Weizsäcker war gerade ein Jahr im Amt, als er diese Rede am 8. Mai 1985 – im alten Bonner Bundeshaus – hielt. Niemals zuvor hatte ein Staatsoberhaupt so eindringlich und schnörkellos über Schuld und Versagen der Deutschen geredet: „Wer seine Ohren und Augen aufmachte, wer sich informieren wollte, dem konnte nicht entgehen, dass Deportationszüge rollten. Die Fantasie der Menschen mochte für Art und Ausmaß der Vernichtung nicht ausreichen. Aber in Wirklichkeit trat zu den Verbrechen selbst der Versuch allzu vieler, auch in meiner Generation, die wir jung und an der Planung und Ausführung der Ereignisse unbeteiligt waren, nicht zur Kenntnis zu nehmen, was geschah“.

Gleichzeitig hatte er in seiner Rede auch derer gedacht, die in den meisten Gedenkreden unerwähnt bleiben: Nicht nur der sechs Millionen Juden, die in deutschen Konzentrationslagern ermordet wurden, nicht nur der Millionen von Russen und Polen, die ihr Leben lassen mussten, nicht nur der Deutschen selbst, die im Krieg umkamen, ausgebombt oder vertrieben wurden, sondern auch der vielen ermordeten Sinti und Roma, der getöteten und totgeschwiegenen Homosexuellen, der Geisteskranken, die ermordet, der Geiseln, die erschossen, der Widerstandskämpfer in Deutschland und in den besetzten Gebieten, die gehängt, der Fahnenflüchtigen, denen der Prozess gemacht worden war. Keiner blieb unerwähnt.

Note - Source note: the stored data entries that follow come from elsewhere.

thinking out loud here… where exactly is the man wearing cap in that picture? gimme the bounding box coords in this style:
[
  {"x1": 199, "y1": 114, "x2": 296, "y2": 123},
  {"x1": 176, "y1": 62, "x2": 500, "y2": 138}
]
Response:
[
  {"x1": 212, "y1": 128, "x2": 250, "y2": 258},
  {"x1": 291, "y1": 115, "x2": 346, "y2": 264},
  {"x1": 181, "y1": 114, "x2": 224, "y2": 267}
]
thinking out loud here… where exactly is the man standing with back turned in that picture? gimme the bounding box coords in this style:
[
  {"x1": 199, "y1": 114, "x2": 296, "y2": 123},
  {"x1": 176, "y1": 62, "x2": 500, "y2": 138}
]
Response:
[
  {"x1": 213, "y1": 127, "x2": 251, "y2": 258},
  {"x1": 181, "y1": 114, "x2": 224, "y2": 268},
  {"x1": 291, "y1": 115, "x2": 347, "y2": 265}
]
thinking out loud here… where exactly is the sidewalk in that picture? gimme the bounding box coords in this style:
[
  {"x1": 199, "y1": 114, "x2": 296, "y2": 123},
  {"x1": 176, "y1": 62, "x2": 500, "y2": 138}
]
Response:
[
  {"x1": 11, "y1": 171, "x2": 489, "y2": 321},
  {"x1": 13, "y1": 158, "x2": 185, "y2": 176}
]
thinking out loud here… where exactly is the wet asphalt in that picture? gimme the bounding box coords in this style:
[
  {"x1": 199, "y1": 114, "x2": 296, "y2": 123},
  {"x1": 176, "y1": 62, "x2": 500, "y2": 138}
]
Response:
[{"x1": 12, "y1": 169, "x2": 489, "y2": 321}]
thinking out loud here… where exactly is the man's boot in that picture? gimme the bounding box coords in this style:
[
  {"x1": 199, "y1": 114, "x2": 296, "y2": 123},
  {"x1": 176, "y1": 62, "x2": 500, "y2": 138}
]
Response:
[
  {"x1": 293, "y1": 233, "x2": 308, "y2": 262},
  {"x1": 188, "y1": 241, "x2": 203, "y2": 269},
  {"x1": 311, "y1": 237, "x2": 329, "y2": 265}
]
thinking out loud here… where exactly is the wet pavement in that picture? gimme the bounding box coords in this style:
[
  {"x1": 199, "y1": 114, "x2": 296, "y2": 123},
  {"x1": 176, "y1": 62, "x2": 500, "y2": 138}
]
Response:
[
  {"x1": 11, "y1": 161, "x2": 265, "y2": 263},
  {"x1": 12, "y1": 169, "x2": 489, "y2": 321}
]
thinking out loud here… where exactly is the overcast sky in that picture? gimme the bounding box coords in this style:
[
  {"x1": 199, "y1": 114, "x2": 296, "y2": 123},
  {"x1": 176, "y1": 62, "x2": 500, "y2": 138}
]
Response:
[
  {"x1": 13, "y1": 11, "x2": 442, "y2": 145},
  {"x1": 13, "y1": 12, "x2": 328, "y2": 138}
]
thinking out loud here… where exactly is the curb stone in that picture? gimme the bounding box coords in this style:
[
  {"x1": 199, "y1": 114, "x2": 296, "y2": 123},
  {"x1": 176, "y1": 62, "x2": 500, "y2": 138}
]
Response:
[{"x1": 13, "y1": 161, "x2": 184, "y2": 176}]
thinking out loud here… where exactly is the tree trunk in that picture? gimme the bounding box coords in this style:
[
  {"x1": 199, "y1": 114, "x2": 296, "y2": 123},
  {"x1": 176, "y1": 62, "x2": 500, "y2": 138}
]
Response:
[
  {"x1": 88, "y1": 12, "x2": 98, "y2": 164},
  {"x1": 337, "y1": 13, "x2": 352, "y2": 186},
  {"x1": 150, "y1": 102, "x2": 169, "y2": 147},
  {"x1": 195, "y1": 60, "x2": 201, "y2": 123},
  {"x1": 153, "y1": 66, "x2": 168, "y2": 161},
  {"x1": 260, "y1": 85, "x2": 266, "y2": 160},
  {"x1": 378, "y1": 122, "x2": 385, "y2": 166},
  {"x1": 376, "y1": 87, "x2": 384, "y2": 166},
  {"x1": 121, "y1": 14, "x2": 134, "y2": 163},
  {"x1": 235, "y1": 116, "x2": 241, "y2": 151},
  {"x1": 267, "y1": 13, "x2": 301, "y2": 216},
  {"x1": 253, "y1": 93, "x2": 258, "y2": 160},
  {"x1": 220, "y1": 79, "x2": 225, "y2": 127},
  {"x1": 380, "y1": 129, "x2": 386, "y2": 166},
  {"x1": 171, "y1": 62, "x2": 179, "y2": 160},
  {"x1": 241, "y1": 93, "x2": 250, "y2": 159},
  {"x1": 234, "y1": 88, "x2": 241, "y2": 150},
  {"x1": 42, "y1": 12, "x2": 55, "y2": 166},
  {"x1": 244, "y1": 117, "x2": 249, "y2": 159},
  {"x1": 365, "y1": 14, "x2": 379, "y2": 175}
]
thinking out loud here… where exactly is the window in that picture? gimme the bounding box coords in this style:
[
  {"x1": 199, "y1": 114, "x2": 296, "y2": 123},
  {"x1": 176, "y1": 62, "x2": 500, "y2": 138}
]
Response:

Meister der politischen Rede


Zu Recht hat Bundespräsident Joachim Gauck jetzt den Verstorbenen als einen Mann gewürdigt, der „weltweit für ein Deutschland (stand), das seinen Weg in die Mitte der demokratischen Völkerfamilie gefunden hatte.“ Er stand, so Gauck in einem Kondolenzschreiben an die Witwe, „für eine Bundesrepublik, die sich ihrer Vergangenheit stellt.“

Richard von Weizsäcker war nicht nur ein Meister der politischen Rede. Er war als politischer Mensch auch nicht frei von Eitelkeiten. Gern inszenierte er sich als das politische Kontrastprogramm des wuchtigen Machtmenschen Helmut Kohl. Und das war auch nicht schwer.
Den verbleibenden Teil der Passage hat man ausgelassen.